Como indica a folha de rosto, “NODIS” significa nenhuma disseminação além do “destinatário” nomeado e, se não for expressamente impedido, por aqueles funcionários sob sua autoridade quem he considera ter uma clara 'necessidade de saber.'” (Grifo adicionado. Não está totalmente claro, mas presumo que agora podem ser feitas excepções para a actual Secretária de Estado e outros altos funcionários do seu género.)
Na minha época, tínhamos que ir ao escritório do diretor da CIA, assinar e ler os telegramas da NODIS ali mesmo. Não há dúvida de que existem controles semelhantes hoje. Portanto, neste caso, o denunciante assumiu um risco considerável ao assumir a responsabilidade de tornar a “transparência” real, e não apenas a retórica de Obama.
A ironia? Se, como me disseram, o Presidente pôs fim à preparação de uma NIE por receio de que esta vazasse, temos agora um tipo de fuga ainda mais instrutivo.
Graças a The Times e a sua corajosa fonte, sabemos agora não só que o Presidente Obama optou por renunciar a uma NIE honesta, mas que o fez face ao apelo muito forte do Embaixador Eikenberry para que Obama “ampliasse o âmbito” da análise antes de simplesmente se curvar perante o Bronze do exército.

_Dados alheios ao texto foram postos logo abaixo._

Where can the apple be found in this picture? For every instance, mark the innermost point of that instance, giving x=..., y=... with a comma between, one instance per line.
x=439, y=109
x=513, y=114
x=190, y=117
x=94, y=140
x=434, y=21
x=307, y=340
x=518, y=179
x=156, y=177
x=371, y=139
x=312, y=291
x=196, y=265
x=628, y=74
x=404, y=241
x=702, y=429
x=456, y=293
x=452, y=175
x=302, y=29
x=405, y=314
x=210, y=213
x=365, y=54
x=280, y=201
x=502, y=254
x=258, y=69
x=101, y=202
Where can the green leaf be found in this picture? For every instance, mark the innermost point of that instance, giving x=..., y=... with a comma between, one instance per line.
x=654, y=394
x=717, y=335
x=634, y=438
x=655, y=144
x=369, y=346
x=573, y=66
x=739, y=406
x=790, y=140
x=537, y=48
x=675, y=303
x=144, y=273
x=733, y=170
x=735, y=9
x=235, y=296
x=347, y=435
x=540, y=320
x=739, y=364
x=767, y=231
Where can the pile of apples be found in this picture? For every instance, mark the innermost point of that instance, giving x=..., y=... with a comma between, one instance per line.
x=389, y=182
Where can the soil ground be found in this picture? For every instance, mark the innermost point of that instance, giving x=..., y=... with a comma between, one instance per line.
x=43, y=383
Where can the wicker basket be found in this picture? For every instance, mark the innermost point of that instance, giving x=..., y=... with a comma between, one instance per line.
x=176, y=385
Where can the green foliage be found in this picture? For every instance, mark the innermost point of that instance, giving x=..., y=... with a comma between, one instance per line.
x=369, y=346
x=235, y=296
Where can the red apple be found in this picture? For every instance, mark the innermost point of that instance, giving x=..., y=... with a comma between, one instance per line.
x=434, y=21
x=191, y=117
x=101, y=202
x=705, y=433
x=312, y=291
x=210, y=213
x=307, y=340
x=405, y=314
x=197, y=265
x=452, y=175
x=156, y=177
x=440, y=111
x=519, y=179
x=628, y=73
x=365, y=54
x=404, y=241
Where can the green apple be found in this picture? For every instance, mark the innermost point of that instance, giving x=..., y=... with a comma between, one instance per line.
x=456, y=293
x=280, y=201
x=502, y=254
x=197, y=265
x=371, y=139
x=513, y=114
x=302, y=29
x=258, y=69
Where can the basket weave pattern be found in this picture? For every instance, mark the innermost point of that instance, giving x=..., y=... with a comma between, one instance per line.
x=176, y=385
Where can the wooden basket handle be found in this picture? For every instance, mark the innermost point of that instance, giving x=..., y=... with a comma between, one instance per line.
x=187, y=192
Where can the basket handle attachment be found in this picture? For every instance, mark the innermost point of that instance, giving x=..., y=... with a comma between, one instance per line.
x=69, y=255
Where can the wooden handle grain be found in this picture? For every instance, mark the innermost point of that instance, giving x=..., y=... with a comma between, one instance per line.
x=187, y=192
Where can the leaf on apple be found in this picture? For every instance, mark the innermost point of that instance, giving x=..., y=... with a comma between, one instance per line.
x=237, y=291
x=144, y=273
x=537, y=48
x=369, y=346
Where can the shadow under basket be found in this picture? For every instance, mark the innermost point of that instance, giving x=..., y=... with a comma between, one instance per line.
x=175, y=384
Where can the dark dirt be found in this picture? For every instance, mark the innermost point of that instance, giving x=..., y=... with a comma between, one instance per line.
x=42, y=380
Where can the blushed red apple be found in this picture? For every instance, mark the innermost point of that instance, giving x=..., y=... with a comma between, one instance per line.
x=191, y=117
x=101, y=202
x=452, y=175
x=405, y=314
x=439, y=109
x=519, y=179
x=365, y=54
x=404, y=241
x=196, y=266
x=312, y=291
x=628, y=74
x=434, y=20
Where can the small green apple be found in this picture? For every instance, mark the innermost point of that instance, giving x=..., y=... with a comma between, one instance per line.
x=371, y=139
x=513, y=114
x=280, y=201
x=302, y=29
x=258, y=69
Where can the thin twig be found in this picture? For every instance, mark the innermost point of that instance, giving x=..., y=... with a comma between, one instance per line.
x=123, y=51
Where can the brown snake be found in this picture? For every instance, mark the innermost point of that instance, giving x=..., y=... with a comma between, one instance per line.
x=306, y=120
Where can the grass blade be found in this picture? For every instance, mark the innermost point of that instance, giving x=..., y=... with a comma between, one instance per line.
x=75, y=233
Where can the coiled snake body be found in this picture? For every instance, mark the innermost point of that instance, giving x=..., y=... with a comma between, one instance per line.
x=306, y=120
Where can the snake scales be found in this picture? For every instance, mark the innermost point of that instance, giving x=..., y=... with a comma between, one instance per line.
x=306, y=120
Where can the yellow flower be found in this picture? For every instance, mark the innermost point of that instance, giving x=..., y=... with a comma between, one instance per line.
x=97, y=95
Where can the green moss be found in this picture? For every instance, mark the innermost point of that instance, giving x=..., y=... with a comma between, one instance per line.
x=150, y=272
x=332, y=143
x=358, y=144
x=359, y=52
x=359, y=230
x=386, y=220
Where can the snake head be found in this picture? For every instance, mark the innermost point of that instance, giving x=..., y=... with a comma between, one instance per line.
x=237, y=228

Imagino que nos próximos anos Eikenberry mostrará orgulhosamente seus telegramas aos netos. Ou talvez não, por medo de que um deles pergunte por que ele não teve coragem de desistir e deixar o resto do país saber o que ele pensa desta última Marcha da Loucura.
Ray McGovern trabalha com Tell the Word, o braço editorial da Igreja ecumênica do Salvador no centro da cidade de Washington. Ele serviu como oficial de infantaria/inteligência do Exército e depois como analista da CIA por 30 anos e, em janeiro de 2003, foi cofundador da Veteran Intelligence Professionals for Sanity (VIPS).